Many clergymen publish the sermons they've delivered. To my knowledge, Fr. Andrew Greeley ("Author, Priest, Sociologist," as he reminds us on his website) is unique in treating his flock to the homilies he has yet to give. Following are his reflections on next Sunday's Gospel (John 20:19ff, "Whose sins you forgive are forgiven them, and whose sins you retain are retained"):

Often this Gospel is used as an occasion to prove the Church’s control of the forgiveness of sins and even to demand more frequent confession. The Church, in this perspective, has a monopoly on forgiveness and must be stern in its use. Patently this narrowly circumscribes the passionate forgiveness of God which Jesus came to reveal. God may be generous with forgiveness, it is implied, but the Church cannot and should not. Yet the story of Thomas, immediately after suggests that such an interpretation of the words of Jesus missed the points. To forgive is not a right to be jealously guarded, but an obligation to be exercised generously. We do not earn our own forgiveness by forgiving others. Rather we manifest the generosity and implacability of God’s forgiveness of us.
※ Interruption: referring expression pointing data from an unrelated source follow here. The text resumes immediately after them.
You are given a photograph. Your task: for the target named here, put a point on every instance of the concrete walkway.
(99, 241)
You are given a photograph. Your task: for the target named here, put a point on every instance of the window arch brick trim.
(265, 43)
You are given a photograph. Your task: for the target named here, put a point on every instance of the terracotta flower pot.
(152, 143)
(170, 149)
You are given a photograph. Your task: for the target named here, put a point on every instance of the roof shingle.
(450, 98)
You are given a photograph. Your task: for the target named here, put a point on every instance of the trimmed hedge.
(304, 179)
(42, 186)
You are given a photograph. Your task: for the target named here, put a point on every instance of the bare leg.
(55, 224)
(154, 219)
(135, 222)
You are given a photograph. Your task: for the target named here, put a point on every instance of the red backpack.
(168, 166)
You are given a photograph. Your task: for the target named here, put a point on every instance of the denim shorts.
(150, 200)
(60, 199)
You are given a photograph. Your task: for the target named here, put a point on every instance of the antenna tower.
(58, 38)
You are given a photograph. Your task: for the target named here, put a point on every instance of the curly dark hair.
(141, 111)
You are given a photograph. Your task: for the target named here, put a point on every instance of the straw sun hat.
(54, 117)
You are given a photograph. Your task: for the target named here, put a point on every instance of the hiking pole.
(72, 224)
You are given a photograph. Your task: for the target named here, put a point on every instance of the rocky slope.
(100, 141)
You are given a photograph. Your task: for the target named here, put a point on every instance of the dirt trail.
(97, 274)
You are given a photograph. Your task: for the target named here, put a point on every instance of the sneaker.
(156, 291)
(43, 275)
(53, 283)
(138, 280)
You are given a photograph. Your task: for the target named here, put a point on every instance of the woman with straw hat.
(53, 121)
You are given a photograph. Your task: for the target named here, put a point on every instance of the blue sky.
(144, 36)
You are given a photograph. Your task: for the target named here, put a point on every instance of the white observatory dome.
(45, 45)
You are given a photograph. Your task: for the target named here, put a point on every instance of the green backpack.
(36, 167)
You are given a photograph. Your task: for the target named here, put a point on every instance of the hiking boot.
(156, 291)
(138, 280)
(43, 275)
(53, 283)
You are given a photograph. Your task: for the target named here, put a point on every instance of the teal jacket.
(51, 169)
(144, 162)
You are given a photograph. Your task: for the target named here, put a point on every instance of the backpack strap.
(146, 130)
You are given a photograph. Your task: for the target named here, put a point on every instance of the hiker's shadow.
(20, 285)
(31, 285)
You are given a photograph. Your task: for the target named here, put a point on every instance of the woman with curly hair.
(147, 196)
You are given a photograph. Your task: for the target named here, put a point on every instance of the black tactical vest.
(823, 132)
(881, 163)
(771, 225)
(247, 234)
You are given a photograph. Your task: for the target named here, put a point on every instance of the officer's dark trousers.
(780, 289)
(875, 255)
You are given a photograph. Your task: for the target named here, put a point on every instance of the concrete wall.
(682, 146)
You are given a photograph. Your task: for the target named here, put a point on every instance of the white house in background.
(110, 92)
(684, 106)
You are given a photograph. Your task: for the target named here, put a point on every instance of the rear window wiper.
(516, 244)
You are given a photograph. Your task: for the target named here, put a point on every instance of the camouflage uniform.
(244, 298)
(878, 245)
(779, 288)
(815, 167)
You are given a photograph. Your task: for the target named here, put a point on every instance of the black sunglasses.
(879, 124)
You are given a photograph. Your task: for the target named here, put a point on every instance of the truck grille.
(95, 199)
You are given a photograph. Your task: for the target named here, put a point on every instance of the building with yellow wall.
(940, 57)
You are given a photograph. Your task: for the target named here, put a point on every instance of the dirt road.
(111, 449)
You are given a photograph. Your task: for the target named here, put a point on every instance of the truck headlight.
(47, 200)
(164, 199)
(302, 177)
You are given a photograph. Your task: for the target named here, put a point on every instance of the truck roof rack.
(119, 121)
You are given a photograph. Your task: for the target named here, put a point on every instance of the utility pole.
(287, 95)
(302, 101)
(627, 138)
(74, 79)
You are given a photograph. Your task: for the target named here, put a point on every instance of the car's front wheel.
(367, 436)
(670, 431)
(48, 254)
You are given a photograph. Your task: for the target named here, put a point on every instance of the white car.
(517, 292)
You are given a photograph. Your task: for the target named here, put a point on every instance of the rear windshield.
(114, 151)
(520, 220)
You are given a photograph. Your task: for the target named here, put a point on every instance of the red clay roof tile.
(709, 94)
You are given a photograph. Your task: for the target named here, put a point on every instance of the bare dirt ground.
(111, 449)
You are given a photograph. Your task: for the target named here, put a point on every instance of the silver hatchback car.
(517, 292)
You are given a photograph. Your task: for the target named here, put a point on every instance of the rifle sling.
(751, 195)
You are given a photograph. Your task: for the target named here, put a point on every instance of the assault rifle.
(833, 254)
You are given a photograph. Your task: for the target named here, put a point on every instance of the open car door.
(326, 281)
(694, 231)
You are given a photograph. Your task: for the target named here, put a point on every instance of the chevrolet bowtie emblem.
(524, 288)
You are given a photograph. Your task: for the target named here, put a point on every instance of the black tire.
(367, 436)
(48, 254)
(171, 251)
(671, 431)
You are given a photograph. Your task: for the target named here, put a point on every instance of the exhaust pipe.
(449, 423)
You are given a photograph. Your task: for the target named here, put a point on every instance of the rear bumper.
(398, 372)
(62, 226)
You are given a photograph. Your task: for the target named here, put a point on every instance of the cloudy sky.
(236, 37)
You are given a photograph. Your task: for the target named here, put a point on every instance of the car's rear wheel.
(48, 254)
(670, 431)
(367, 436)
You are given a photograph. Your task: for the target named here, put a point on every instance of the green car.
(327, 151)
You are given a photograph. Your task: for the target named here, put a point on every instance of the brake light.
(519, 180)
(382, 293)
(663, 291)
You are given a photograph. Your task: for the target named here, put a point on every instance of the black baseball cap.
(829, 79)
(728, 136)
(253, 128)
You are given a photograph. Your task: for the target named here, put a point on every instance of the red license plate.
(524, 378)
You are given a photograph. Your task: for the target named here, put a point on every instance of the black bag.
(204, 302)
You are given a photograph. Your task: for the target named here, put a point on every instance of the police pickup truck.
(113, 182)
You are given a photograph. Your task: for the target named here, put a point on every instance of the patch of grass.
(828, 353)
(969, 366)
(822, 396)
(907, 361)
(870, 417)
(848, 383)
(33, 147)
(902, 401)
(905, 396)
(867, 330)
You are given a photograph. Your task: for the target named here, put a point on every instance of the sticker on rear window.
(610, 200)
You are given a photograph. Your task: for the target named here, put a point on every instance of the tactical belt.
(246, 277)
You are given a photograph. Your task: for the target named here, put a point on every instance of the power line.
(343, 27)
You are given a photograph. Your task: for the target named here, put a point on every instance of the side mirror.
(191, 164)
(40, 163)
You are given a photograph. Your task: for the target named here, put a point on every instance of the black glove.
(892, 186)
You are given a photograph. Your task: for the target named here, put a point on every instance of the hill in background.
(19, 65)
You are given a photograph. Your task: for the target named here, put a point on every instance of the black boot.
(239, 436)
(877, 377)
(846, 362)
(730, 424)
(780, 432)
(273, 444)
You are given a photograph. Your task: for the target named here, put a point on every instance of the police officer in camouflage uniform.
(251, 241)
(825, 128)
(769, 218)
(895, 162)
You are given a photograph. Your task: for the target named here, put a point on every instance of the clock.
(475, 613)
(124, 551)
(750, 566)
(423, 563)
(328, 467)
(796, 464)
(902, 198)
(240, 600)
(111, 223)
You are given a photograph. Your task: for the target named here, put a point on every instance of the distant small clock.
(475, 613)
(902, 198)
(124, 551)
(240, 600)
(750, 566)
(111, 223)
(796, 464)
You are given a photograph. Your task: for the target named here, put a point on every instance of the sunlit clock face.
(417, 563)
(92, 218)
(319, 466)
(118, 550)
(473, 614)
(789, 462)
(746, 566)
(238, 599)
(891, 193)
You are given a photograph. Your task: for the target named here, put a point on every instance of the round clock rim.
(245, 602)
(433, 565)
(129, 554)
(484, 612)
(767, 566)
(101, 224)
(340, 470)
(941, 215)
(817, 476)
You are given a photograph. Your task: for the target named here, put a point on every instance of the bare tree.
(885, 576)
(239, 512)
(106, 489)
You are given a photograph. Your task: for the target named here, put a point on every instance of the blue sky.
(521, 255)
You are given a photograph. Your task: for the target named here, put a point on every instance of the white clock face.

Right, right, Doc Greeley doesn't know what "implacable" means. But my beef goes deeper. How many Catholics have ever heard this Gospel used to prove (!) the Church's "control" of forgiveness? How many homilists claim a "monopoly on forgiveness" for the Church, or argue she must be stern in its use? What universe does Greeley inhabit in which this brand of meatball apologetics is employed "often"?

The universe, clearly, of his own over-heated imagination.

Note that the targets at which Greeley aims the nerf gun of his indignation are larger-than-life cardboard cartoons -- two-dimensional caricatures of conservative pulpit orators -- and that the "originals" from which they were drawn have been extinct for forty years. This argues a disconcerting pastoral obtuseness on Greeley's part. Putting us post-Bernardin Catholics on guard against confessional triumphalism is like warning us about Dobie Gillis or the Gulf of Tonkin resolution.

Yet Greeley claims to be a sociologist (if you press him hard enough and overcome his natural bashfulness, he'll admit he has a doctorate in the subject). One is moved to wonder whether the same data bank that informs his sermonizing provides the basis for his opinion research as well. Not to worry -- in that business, forgiveness is implacable.